Uploading measured data using Socket.IO

Task

The current task is it to upload a .csv file to the web server using Socket.IO. Socket.IO is a realtime framework for web applications, but can be used for communication between two NodeJS instances as well. It provides improved communication mechanisms over websockets and some fallback options as well.

What we want to implement will consist of a client, which will read data from a .csv file and transmit this data row by to the web server, which will receive the data, parse and transform it into JSON and then save it in the database.

The Client

The client consists only of a few lines of code. A connection to the server will be established. After that, the file will be read and the content will be split up into rows (by splitting between each new line: ‘\n’ ). Then each row will be sent via the websocket to the server. After sending each row, a ‘done’ sequence will be sent as a simple workaround for the server to see whether the whole file was sent.

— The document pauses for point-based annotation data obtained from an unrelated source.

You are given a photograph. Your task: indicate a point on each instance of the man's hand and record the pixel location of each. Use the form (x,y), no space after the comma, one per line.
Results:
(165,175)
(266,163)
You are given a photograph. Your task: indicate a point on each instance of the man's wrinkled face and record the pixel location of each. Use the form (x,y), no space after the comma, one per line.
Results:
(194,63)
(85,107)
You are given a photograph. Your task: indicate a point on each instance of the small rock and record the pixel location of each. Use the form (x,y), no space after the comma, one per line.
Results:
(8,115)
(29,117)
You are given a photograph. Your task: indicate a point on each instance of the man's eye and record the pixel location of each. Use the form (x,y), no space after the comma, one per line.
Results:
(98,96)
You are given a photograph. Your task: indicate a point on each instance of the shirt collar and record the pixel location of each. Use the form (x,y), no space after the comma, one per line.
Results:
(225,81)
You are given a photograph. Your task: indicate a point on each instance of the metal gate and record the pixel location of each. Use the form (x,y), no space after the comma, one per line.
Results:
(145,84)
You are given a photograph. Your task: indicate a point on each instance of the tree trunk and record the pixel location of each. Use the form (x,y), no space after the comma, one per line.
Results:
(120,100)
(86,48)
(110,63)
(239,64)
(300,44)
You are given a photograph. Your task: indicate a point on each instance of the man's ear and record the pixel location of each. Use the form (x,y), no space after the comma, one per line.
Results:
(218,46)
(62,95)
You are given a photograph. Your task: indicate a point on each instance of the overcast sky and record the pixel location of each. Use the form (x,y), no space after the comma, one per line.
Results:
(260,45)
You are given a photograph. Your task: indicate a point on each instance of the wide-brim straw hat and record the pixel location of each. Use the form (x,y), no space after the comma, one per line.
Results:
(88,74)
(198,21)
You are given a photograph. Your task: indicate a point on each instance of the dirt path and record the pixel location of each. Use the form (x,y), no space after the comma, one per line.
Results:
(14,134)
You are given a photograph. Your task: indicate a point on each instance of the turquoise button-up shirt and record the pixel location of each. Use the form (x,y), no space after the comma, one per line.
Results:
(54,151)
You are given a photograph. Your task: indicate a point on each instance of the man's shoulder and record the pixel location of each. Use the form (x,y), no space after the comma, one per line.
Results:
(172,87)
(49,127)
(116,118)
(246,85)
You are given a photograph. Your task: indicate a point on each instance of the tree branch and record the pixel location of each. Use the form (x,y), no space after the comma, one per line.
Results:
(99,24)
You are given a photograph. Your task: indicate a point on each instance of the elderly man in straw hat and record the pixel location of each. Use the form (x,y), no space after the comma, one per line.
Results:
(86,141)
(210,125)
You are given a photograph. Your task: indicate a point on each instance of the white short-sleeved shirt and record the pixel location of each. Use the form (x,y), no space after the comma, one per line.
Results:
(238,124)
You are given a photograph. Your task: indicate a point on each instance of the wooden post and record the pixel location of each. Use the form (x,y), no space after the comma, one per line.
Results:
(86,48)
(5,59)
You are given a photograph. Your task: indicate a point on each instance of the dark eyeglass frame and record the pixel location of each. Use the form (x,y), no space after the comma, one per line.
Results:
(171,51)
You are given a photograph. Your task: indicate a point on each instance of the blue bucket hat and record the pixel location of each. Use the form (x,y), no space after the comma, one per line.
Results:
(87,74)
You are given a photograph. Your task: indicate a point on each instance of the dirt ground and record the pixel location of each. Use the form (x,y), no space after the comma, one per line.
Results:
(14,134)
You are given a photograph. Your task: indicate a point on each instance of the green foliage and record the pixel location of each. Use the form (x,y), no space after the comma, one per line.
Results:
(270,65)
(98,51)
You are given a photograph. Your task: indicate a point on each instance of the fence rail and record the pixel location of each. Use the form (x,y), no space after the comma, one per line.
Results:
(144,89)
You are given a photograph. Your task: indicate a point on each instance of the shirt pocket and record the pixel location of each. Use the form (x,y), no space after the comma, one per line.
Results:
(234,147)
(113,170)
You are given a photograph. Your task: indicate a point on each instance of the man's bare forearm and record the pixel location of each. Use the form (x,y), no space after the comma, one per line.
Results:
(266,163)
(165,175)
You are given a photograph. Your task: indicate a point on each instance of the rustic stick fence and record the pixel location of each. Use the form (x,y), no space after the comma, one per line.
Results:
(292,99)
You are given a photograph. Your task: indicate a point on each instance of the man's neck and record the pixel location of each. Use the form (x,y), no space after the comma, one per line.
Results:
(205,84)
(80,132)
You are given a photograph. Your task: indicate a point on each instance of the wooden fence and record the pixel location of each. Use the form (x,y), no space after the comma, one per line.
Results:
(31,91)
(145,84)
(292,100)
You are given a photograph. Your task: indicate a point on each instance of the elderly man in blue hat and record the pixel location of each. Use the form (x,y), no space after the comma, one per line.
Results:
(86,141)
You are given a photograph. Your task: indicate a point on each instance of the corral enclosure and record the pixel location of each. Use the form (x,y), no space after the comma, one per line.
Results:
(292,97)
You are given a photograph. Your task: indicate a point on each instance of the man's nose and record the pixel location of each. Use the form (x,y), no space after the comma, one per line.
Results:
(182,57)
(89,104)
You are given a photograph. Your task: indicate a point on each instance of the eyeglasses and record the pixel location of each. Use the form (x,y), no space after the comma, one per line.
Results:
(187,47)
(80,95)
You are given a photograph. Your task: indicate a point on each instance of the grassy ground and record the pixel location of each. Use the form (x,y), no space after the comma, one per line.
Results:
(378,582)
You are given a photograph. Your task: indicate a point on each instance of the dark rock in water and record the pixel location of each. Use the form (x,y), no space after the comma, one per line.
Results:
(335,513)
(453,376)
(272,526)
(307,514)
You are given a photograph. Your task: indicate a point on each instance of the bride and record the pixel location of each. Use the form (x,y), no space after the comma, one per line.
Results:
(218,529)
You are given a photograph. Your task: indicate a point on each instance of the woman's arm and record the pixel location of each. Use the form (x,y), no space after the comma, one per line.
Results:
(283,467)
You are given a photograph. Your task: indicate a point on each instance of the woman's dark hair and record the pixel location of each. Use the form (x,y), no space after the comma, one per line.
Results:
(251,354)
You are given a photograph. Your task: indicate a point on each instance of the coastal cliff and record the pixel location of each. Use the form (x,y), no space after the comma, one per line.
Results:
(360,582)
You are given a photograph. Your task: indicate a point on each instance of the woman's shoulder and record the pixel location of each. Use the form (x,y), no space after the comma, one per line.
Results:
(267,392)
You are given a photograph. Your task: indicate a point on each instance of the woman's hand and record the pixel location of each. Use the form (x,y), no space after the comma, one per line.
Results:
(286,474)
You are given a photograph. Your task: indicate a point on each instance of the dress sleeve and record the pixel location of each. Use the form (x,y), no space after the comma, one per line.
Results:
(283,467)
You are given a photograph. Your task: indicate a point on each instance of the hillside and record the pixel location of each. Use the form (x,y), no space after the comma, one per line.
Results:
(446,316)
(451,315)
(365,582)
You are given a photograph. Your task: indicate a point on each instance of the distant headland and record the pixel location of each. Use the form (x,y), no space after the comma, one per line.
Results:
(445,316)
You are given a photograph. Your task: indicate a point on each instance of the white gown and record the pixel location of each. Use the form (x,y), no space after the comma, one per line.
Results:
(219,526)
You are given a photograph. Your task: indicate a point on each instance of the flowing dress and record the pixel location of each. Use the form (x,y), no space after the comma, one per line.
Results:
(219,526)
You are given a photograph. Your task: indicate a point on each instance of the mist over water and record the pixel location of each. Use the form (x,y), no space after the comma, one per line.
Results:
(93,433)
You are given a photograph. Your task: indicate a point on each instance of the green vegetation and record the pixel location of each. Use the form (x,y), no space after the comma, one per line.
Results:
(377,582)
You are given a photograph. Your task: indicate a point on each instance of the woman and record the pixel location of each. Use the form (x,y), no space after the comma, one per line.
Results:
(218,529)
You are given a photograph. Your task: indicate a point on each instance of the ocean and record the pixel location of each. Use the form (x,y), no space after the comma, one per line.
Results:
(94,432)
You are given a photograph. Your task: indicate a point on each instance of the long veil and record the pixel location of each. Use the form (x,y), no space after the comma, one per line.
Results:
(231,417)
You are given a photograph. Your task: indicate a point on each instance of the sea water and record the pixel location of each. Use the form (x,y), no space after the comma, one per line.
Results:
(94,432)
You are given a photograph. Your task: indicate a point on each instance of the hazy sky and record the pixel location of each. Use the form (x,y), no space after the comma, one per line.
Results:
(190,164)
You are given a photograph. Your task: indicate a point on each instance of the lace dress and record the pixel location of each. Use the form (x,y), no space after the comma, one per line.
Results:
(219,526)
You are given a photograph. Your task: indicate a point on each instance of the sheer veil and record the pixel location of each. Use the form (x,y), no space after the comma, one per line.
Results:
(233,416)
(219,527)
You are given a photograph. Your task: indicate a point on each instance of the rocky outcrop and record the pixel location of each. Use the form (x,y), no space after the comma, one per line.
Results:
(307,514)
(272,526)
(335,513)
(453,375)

var io = require('socket.io-client'),
 fs = require('fs');
 _ = require('lodash');

var socket = io.connect('http://localhost:3002');

fs.readFile('test_data/newFormat.csv', function(err, data) {
   data = data.toString('utf-8');
   data = data.split('\n');
   console.log('Scanned file with '+data.length+' rows');
   _.each(data, function(row) {
     socket.emit('upload', row);
   });
   socket.emit('upload', "####done####");
});

The Server

The server consists of a simple http server, on which the Socket.IO framework will listen for incoming connections. For each connection, a new socket will be opened and each it will receive the data row by row. The data is then parsed into JSON and stored in an array in order to buffer. Only if 1000 elements are in our buffer, the content will be saved in the database. This is because MongoDBs maximum bulk insert size is 1000 objects, and these settings resulted in the fastest execution of both receiving and storing the objects.

'use strict';
var app = require('express')();
var server = require('http').Server(app);
var io = require('socket.io')(server);
var _ = require('lodash');
var Promise = require('bluebird');
var mongoose = Promise.promisifyAll(require('mongoose')),
Schema = mongoose.Schema,
Measurement = Promise.promisifyAll(require('./model/Measurement'));

mongoose.connectAsync('mongodb://localhost/roadstar_csv')
.then(server.listen(3002));

io.on('connection', function (socket) {
    socket.on('upload', receiveData);
});

var buffer = [];
var ops = [];
var firstTime = true;

function receiveData(chunk) {
     var op;

    if(firstTime) {
       console.time('receiving rows');
       console.time('writing to db');
       firstTime = false;
    } else if(chunk === '####done####') {
       op = Measurement.collection.insertAsync(buffer);
       ops.push(op);
       buffer = [];
 
       console.timeEnd('receiving rows');
       Promise.all(ops)
       .then(function() {
         console.timeEnd('writing to db');
         firstTime = true;
     });
   } else {
         try {
             chunk = dataToJSON(chunk);
             if(buffer.length < 1000) {
                 buffer.push(chunk);
             } else {
                 op = Measurement.collection.insertAsync(buffer);
                 ops.push(op);
                 buffer = [];
                 buffer.push(chunk);
            }
         } catch (err) {
             console.log(err);
         }
     }
}

Working with MongoDB and GeoJSON

What is MongoDB

“MongoDB is an open-source document database that provides high performance, high availability, and automatic scaling.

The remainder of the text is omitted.